Computational learning theory is the study of a collection of mathematical models of machine learning, and has among its goals the development of new algorithms for learning from data, and the elucidation of computational and information-theoretic barriers to learning. As such, it is closely related to disciplines with similar aims, such as statistics and MACHINE LEARNING (see also NEURAL NETWORKS; PATTERN RECOGNITION AND FEEDFORWARD NETWORKS; and BAYESIAN LEARNING). However, it is perhaps coarsely distinguished from these other areas by an explicit and central concern for computational efficiency and the COMPUTATIONAL COMPLEXITY of learning problems.

Most of the problems receiving the
greatest scrutiny to date can be traced back to the seminal paper
of L. G. Valiant (1984), where a simple and appealing model is proposed
that emphasizes three important notions. First, learning is probabilistic:
a finite sample of data is generated randomly according to an unknown
process, thus necessitating that we tolerate some error, hopefully
quantifiable, in the hypothesis output by a learning algorithm.
Second, learning algorithms must be computationally efficient, in
the standard complexity-theoretic sense: given a sample of *m* observations
from the unknown random process, the execution time of a successful
learning algorithm will be bounded by a fixed polynomial in *m*.
Third, learning algorithms should be appropriately general: they
should process the finite sample to obtain a hypothesis with good generalization
ability under a reasonably large set of circumstances.
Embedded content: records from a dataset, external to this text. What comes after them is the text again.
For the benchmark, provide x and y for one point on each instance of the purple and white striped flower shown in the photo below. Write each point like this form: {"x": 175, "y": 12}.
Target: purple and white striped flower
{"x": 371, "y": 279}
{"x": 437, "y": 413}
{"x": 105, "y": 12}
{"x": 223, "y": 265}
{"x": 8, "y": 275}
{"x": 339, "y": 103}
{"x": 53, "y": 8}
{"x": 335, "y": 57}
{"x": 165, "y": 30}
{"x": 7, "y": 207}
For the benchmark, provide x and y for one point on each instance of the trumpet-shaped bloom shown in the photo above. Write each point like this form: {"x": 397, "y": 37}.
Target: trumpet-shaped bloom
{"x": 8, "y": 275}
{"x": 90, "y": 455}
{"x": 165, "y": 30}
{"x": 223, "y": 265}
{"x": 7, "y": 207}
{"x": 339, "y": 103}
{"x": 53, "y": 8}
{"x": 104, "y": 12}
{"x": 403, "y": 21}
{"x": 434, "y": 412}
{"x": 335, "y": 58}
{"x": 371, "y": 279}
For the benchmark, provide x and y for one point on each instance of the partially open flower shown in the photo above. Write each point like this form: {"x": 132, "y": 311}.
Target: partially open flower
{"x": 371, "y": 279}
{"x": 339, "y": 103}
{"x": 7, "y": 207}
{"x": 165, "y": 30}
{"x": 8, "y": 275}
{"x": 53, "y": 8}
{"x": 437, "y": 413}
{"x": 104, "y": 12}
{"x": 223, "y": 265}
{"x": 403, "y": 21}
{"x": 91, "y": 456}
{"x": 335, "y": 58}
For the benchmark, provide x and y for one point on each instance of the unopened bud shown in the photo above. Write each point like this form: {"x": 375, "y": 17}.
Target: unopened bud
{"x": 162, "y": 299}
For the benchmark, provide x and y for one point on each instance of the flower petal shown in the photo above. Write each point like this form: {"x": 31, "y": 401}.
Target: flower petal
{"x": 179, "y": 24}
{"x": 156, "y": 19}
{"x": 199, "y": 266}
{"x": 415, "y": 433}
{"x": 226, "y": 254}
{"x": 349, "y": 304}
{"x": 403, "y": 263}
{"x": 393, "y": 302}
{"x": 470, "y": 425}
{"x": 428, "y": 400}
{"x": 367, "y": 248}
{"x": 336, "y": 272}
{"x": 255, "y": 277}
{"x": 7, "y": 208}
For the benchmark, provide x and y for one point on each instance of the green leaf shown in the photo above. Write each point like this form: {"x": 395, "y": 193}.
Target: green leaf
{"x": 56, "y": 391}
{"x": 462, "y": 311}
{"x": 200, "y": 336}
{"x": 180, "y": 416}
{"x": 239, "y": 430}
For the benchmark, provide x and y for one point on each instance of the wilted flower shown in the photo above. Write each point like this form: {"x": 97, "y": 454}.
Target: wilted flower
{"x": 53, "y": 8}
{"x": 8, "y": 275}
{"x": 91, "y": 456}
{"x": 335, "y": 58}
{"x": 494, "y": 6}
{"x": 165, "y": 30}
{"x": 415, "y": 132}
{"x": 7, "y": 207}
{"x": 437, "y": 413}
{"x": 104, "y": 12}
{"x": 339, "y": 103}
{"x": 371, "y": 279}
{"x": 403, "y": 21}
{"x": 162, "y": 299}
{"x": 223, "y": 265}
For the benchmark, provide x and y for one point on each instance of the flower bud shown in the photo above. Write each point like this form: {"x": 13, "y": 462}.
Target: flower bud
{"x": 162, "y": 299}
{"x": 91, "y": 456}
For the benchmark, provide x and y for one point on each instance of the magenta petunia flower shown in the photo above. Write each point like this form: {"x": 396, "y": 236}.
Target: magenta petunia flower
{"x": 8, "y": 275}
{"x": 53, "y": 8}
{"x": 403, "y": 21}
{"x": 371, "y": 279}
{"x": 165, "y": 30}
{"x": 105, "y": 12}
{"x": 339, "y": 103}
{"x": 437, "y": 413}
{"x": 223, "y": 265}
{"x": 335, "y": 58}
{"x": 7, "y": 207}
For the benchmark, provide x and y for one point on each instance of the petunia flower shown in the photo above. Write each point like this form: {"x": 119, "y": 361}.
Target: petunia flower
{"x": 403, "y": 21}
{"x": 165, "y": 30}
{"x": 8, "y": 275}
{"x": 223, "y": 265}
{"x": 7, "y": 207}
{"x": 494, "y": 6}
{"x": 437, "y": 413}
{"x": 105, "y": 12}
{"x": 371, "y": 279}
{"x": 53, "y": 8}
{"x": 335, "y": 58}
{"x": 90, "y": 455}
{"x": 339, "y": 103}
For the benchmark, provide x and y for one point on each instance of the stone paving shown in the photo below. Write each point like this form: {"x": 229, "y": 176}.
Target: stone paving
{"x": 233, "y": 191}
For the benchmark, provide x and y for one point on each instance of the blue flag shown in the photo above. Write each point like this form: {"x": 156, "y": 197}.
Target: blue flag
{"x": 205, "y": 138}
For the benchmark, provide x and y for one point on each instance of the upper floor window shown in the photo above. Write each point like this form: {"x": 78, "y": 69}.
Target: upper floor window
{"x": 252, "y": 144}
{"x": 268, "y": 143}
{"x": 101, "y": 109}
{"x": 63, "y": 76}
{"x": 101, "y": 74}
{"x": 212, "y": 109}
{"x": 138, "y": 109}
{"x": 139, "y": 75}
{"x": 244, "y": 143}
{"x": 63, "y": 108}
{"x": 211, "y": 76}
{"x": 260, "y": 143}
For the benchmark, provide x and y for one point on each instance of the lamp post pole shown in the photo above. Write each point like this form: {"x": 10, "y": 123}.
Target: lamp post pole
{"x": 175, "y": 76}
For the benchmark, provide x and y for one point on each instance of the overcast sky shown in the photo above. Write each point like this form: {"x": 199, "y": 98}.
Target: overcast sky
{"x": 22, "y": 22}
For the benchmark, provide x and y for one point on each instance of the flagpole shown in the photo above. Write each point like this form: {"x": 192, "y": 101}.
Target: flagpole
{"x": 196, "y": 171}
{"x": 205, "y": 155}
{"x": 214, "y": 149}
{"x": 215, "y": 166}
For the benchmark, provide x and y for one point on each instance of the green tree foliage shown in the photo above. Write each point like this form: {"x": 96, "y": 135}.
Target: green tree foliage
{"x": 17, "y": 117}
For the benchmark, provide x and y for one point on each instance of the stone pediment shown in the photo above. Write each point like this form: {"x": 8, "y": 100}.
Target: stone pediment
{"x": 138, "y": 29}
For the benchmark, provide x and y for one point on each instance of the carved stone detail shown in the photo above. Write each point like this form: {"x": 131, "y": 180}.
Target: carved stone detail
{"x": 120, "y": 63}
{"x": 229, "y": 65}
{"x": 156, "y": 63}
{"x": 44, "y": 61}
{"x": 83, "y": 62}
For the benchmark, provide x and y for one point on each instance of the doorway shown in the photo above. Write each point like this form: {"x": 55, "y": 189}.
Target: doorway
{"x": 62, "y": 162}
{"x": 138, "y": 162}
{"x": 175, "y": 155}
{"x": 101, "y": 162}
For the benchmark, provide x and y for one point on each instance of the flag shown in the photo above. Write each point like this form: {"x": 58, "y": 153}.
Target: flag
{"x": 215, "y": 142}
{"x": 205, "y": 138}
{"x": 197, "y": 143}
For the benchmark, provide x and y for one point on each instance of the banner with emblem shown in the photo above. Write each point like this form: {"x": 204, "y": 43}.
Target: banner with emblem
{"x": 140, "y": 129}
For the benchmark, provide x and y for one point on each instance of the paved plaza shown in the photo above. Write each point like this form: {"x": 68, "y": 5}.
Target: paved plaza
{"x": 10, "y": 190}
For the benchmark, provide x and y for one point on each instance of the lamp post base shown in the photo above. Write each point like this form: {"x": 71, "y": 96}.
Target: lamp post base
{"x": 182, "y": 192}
In Valiant's original paper,
the random process consisted of an unknown distribution or density *P* over
an input space *X*, and an unknown Boolean (two-valued) target
function *f* over *X*, chosen from a known class *F* of
such functions. The finite sample given to the learning algorithm
consists of pairs <*x, y*>, where *x* is
distributed according to *P* and *y = f(x)*.
The demand that learning algorithms be general is captured by the
fact that the distribution *P* is arbitrary, and the function
class *F* is typically too large to permit an exhaustive
search for a good match to the observed data. A typical example
sets *F* to be the class of all linear-threshold functions
(perceptrons) over *n*-dimensional real inputs. In this case,
the model would ask whether there is a learning algorithm that,
for any input dimension *n* and any desired error
e > 0, requires a sample size and execution time bounded
by fixed polynomials in *n* and *1/e,* and
produces (with high probability) a hypothesis function *h* such
that the probability that *h(x)**f(x)* is smaller
than e under *P*. Note that we demand that the hypothesis
function *h* generalize to unseen data (as represented by
the distribution *P*), and not simply fit the observed training data.

The last decade has yielded a wealth
of results and analyses in the model sketched above and related
variants. Many of the early papers demonstrated that simple and
natural learning problems can be computationally difficult for a
variety of interesting reasons. For instance, Pitt and Valiant (1988) showed
learning problems for which the "natural" choice for
the form of the hypothesis function *h* leads to an NP-hard
problem, but for which a more general hypothesis representation
leads to an efficient algorithm. Kearns and Valiant (1994) exhibited
close connections between hard learning problems and cryptography
by showing that several natural problems, including learning finite automata
and boolean formula, are computationally difficult regardless of
the method used to represent the hypothesis.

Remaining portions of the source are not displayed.